I really haven't lived in Canal Fulton, Ohio since September 1993. Sure there was the summer of 1994, and quarter breaks, but as far as living there, it's been over 13 years. But yet when we go back to visit our family or for holidays, we still say we are going "home". My dad tells me we are coming for a "visit", but it still feels like home to me.
I lived in Columbus for 4.5 years (minus those school breaks) and while it was "home" for those few years, it seemed more like a stopping place. I think for those who leave after college, many feel this way. It was a place I lived, made some of the greatest friends and met my husband, had great memories, had my 1st child, earned a degree, yet looking back now it was never "home" to me.
Then came DeKalb.

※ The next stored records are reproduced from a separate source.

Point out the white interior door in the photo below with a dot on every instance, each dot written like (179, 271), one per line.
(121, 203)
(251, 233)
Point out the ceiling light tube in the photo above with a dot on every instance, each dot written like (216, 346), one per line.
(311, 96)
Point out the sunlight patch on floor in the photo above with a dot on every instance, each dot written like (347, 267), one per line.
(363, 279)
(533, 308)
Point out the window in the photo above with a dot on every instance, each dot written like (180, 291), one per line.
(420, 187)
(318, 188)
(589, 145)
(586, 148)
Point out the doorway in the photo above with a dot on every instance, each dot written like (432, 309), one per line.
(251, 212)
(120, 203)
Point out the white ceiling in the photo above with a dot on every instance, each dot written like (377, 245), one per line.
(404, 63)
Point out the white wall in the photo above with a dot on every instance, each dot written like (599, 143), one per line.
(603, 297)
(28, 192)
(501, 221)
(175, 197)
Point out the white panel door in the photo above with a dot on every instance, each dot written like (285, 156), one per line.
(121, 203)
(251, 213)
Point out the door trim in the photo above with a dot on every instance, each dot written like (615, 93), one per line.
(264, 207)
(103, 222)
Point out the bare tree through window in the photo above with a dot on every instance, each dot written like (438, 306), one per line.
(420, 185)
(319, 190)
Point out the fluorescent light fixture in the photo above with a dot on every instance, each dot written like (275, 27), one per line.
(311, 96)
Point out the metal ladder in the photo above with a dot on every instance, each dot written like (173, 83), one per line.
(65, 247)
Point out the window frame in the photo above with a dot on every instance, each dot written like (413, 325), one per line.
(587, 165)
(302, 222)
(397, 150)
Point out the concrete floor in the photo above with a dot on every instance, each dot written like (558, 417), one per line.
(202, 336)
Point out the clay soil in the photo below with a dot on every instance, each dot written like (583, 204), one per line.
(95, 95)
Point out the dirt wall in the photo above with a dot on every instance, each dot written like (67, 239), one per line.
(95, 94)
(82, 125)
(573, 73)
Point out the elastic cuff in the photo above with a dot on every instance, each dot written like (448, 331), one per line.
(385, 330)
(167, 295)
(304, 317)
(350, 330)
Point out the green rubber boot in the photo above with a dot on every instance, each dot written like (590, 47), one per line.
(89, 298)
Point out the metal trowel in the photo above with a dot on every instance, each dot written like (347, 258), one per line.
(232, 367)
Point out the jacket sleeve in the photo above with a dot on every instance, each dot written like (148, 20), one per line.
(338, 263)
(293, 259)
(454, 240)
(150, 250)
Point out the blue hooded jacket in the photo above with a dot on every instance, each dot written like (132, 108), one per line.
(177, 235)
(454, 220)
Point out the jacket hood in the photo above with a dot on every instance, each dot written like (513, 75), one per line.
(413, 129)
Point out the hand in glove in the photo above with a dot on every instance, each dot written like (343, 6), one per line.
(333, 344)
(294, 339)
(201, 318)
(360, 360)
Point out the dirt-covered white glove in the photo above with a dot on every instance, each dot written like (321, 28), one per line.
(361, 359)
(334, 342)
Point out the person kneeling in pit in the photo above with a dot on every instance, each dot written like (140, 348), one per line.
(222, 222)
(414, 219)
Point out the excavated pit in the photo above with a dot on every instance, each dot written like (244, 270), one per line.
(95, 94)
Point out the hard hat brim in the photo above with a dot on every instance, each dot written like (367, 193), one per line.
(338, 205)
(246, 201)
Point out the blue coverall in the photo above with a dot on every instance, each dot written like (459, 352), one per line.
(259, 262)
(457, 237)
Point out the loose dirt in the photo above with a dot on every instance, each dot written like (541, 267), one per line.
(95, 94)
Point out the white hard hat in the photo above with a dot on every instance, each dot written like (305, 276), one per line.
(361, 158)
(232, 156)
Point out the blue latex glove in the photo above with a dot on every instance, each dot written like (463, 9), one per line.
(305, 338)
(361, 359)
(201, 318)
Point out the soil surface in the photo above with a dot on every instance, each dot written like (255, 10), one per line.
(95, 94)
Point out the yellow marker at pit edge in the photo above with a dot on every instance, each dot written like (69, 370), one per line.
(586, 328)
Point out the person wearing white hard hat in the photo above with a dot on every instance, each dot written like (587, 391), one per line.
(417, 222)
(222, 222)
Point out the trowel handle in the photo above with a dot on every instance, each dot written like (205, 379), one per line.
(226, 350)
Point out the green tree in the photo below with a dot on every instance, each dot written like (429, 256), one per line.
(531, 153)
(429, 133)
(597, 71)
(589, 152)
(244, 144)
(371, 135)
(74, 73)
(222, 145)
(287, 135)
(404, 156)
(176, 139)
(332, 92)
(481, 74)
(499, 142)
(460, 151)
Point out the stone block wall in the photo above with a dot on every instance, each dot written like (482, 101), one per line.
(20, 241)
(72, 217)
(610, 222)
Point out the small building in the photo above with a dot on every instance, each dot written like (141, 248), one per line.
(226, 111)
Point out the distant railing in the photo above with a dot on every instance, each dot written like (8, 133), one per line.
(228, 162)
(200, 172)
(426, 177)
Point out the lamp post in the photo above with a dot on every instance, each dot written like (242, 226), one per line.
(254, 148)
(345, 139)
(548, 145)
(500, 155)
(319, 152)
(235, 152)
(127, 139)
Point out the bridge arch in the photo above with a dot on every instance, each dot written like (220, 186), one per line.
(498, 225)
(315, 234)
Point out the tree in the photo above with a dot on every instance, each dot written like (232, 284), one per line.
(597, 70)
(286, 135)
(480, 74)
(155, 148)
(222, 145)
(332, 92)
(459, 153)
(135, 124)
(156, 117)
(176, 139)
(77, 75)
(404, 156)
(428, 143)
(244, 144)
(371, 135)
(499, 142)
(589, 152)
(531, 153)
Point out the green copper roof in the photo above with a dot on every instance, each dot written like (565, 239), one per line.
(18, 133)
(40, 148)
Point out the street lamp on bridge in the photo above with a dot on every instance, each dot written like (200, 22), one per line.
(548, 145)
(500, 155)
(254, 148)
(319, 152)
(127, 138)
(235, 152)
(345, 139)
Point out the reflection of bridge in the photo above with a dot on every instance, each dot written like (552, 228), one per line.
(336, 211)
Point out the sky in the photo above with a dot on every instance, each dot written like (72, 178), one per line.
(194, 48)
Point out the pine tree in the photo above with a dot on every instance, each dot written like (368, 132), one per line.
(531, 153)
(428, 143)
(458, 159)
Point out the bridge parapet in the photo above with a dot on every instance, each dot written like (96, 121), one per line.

Another 4 years, grew as a person, made friends, had two more children, then it was time to move on. Again, it was home while I was there, yet it was just another stopping place in my life.
Decatur. Lived there for 4 years. Yet not since Canal Fulton had someplace felt like home. I don't know if it was the people. If it was that we were involved in lots of activities with the school, gymnastics, church... but something just felt, well, right. Leaving there was one of the hardest moves we have made. We went back this past weekend for a whirlwind visit and it was hard for both Em and myself. I didn't get to see everyone on my list but for those we did, it was like we never left. Emily and all her giggly friends fell right back into place like she had never left. Chris still picked fights with Jamie's kids like it was yesterday. And Sam and Noah and Hannah ran around like fools, just like they did 3 months ago. I am not sure when the next time we will see some of the people there. It may not be until next summer.
As for here, I am starting to enjoy it. I love, love love the area. I really like the house and I think that after I get things where I want them (that's your job this weekend Jamie) I will really love the house. I am starting to meet people and enjoy myself here. I told Emily a month ago that once she accepted the fact that we aren't moving back and that this is where we need to make our "home" her life will be much easier. That liking it here and making new friends doesn't mean we can't have friends and memories elsewhere. Distance doesn't break a friendship. In fact, I think it can strengthen it, if both parties are willing to make efforts. I know that is true in my life and I know it will be in hers. Between email, snail mail and ma bell she will be just fine. And know what I am realizing... I will be too.